RECENT FICTION IN BRIEF

Spence + Lila, by Bobbie Ann Mason. New York: Harper & Row. $12.95. 176 pp.

Like its curiously punctuated title, this is a love story plus - a sweet look back at 40 years of married life, with some sly winks at society's contemporary foibles.

When Lila Culpepper is hospitalized for treatment of a potentially fatal illnes, both she and her husband, Spence, suddenly find themselves with time on their hands and memories on their minds.

As nurses flit in and out of her room, Lila reminisces about ripening blackberries and tomatoes, recalls a bus trip to the Badlands, and decides she's not about to give up the fight: ``This place ain't seen nothing yet. I'm tough as nails and rough as a cob!'' Spence, as he wanders through empty rooms at home, realizes how happy he's been on their Kentucky farm and how proud he is of the three grown children they've raised.

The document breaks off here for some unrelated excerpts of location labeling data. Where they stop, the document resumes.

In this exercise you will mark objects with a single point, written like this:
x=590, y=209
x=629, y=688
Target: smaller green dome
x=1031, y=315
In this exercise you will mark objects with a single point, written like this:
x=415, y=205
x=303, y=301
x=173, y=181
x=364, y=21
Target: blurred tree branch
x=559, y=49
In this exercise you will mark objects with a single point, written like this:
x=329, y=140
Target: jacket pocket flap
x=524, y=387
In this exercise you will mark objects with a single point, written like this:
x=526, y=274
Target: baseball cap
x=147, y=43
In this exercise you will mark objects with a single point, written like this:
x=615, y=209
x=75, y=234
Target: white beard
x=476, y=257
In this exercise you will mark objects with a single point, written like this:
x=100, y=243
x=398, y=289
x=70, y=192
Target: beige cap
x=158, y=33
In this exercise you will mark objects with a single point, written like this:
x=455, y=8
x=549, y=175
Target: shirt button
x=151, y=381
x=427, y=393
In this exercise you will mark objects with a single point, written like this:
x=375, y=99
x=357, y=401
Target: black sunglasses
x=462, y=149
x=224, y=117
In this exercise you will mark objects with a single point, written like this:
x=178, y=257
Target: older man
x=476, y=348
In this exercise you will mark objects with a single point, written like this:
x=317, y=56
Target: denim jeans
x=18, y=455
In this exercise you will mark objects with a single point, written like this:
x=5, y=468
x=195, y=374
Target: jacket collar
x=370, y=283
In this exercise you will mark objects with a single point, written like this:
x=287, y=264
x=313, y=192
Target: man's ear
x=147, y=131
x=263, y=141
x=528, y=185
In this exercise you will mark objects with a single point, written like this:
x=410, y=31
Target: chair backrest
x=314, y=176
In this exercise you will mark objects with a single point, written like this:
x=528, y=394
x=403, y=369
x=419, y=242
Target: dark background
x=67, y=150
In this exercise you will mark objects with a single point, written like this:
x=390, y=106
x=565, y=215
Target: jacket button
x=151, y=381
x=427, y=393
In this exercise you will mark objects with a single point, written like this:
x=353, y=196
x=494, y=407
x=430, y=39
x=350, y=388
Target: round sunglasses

That's it, for action. What makes this such an enjoyable and memorable novel are author Bobbie Ann Mason's gentle insight and graceful prose.

Her Southern dialect hits the mark every time, and her images are tangy as home-grown rhubarb: a herd of Guernseys, seen from a plane, ``scatters like pieces of a breaking dish,'' and a garrulous neighbor has ``the sensitivity of a turnip.''

A fun evening, for Lila, means watching ``I Love Lucy'' in the living room, sitting beside a dishpan full of popcorn. For an even better time, try a cozy chair and this heartwarming novel. Summer Light, by Roxana Robinson. New York: Viking. $16.95. 200 pp.

Character development is at the core of this nicely paced first novel about a young woman who is forced to deal with her perceived inadequacies and to take some tentative steps in a forward direction.

In the opening pages, it's difficult to feel much sympathy for 29-year-old Laura, who, we are repeatedly told, feels ``afraid,'' ``insubstantial,'' ``worthless,'' and ``useless.'' She has gone to Maine for a much-needed vacation with her four-year-old son, her live-in lover, and her sister's family. As the coastal fog gradually lifts, conversation likewise begins to flow more freely, and Laura's tale takes a lyric turn for the better.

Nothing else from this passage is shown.